You’re concerned about the Coronavirus and want to do everything possible to safeguard your kids from this fast spreading pandemic. But as a divorced or single parent, you’ve also got the pressure of needing to coordinate precautionary measures with the other parent.
Can the Coronavirus disrupt our custody plans? When is it not safe for your kids to travel to see their other parent? What about international custody? We’ve been fielding a lot of calls from parents this week with these urgent questions about coronavirus and its impact on custody. Here are some tips during this time of crisis:
1. In most circumstances, you can call the other parent and talk over your concerns. The other parent is probably also worried about the traveling and/or a plan during school closures. The other parent will probably also want to discuss alternatives. Here are some possible alternatives:
- If the child is scheduled to travel, could the other parent spend time with the kids in your hometown this weekend?
- Could they FaceTime instead?
- Can you come to an agreement that you will tack a week on to summer vacation parenting time to make up for lost time over the next month and/or until the COVID-19 crisis wanes?
If you can reach your own agreement, get it in writing and show it to your lawyer. The lawyer may advise you to have it made into a stipulation and order.
2. If you get pushback from the other parent and they refuse to change the schedule, you may be tempted to disregard your order and refuse to do the custody exchange. Before going this route, be aware that unilaterally deciding to ignore the court ordered timeshare schedule without first getting an agreement from the parent or going to court, can cause you many problems. The courts take interference with custody and visitation seriously. Potential consequences for refusing to follow parenting orders could include changes in the parenting plan or (in some cases) even criminal arrest for kidnapping.
3. If you can’t agree on a change in timeshare plans, and if you believe that your child is at increased risk for exposure to COVID-19 while in the other parent’s care, discuss this with your attorney. Under some circumstances, an emergency request to the Court may be appropriate. The standard on emergency orders, however, is very high.
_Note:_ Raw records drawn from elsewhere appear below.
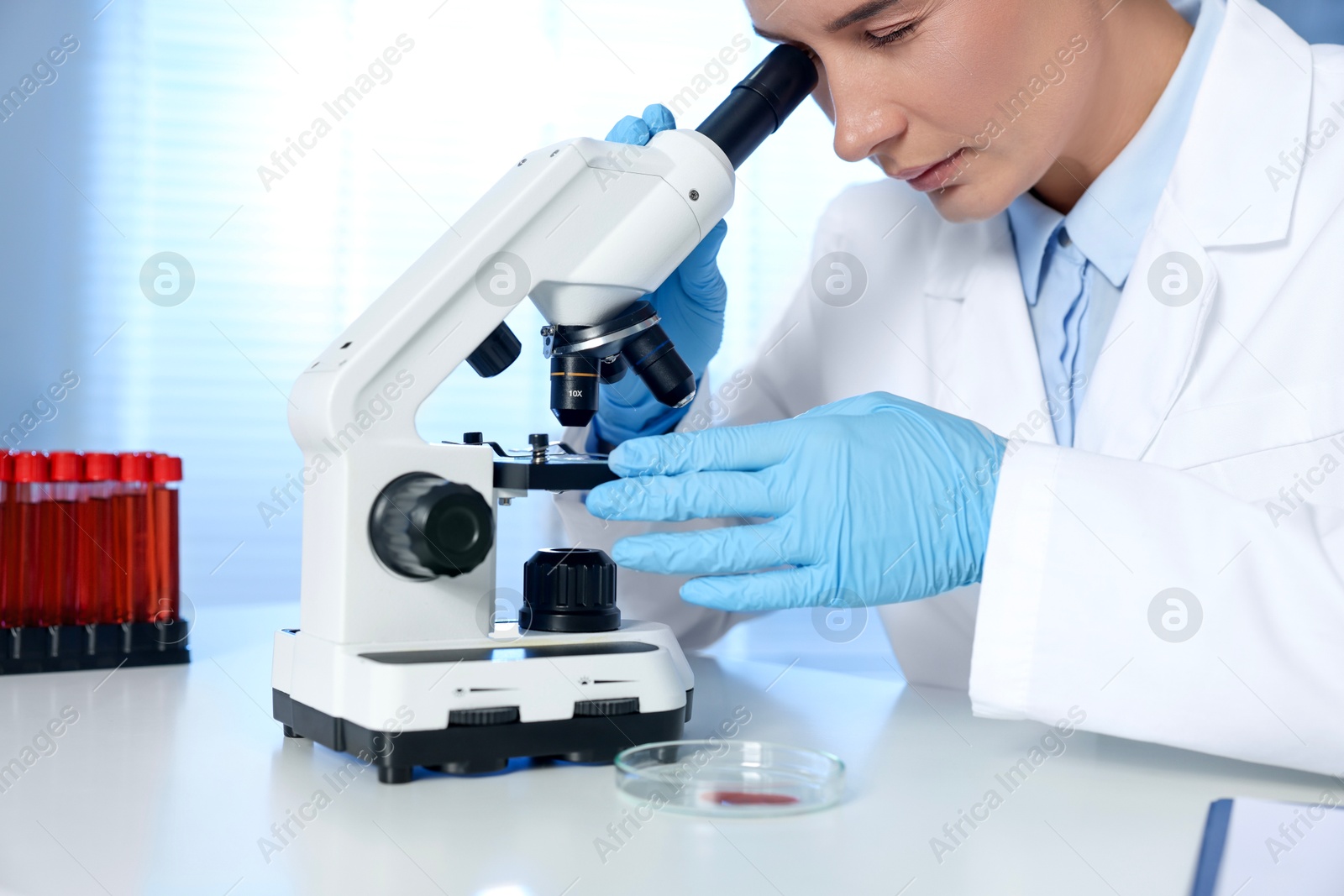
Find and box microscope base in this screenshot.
[271,689,692,784]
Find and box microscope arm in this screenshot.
[289,130,734,459]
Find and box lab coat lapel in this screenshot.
[1074,0,1312,459]
[925,215,1055,443]
[1074,202,1218,459]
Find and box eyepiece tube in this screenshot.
[696,45,817,168]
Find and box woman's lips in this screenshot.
[895,146,966,193]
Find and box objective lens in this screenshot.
[596,354,627,385]
[551,354,601,426]
[621,324,695,407]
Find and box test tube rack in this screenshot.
[0,451,191,676]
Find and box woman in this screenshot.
[562,0,1344,773]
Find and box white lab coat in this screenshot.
[559,0,1344,773]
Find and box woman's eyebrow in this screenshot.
[827,0,900,34]
[751,0,900,43]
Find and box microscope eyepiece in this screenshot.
[696,45,817,168]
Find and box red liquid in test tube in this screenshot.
[11,451,54,626]
[42,451,83,625]
[76,451,118,623]
[150,454,181,622]
[0,451,18,629]
[112,454,150,622]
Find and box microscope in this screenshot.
[271,45,817,783]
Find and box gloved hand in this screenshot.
[593,103,728,445]
[587,392,1006,610]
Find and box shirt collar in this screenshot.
[1008,0,1225,298]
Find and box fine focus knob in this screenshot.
[368,473,495,579]
[517,548,621,631]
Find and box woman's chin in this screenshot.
[929,180,1012,224]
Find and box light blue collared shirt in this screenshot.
[1008,0,1225,446]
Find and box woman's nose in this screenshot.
[828,70,907,161]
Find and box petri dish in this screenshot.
[616,739,844,818]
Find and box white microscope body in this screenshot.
[271,51,811,782]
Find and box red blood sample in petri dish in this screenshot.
[706,790,798,806]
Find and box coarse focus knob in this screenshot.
[368,473,495,579]
[517,548,621,631]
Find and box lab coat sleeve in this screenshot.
[555,295,809,650]
[970,442,1344,775]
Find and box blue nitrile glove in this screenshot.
[587,392,1006,610]
[593,103,728,445]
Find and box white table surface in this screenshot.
[0,605,1331,896]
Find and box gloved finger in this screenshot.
[607,421,798,477]
[586,471,786,522]
[612,521,808,575]
[676,220,728,311]
[643,102,676,137]
[606,116,654,146]
[681,567,829,611]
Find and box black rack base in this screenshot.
[0,622,191,676]
[270,689,690,784]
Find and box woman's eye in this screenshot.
[864,22,918,47]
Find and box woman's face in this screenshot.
[748,0,1106,220]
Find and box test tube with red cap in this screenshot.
[9,451,50,626]
[76,451,118,625]
[150,454,181,622]
[0,451,18,629]
[39,451,83,625]
[112,453,150,622]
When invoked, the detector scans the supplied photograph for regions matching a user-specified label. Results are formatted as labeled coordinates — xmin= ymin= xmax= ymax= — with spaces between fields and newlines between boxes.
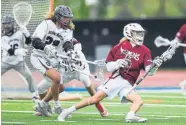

Be prepared to convince the judge that there are “exigent circumstances” and “a risk of irreparable harm” to the child without the emergency modification.
Things to consider:
- Has the other parent had contact with someone diagnosed with COVID-19?
- Has the other parent recently traveled to Italy or China?
- Does your child have a compromised immune system or other underlying health condition?
These are all important factors for the courts to consider in creating a temporary alternative custody plan. The above tips are for orders and cases in California. The rules in other states and jurisdictions may vary.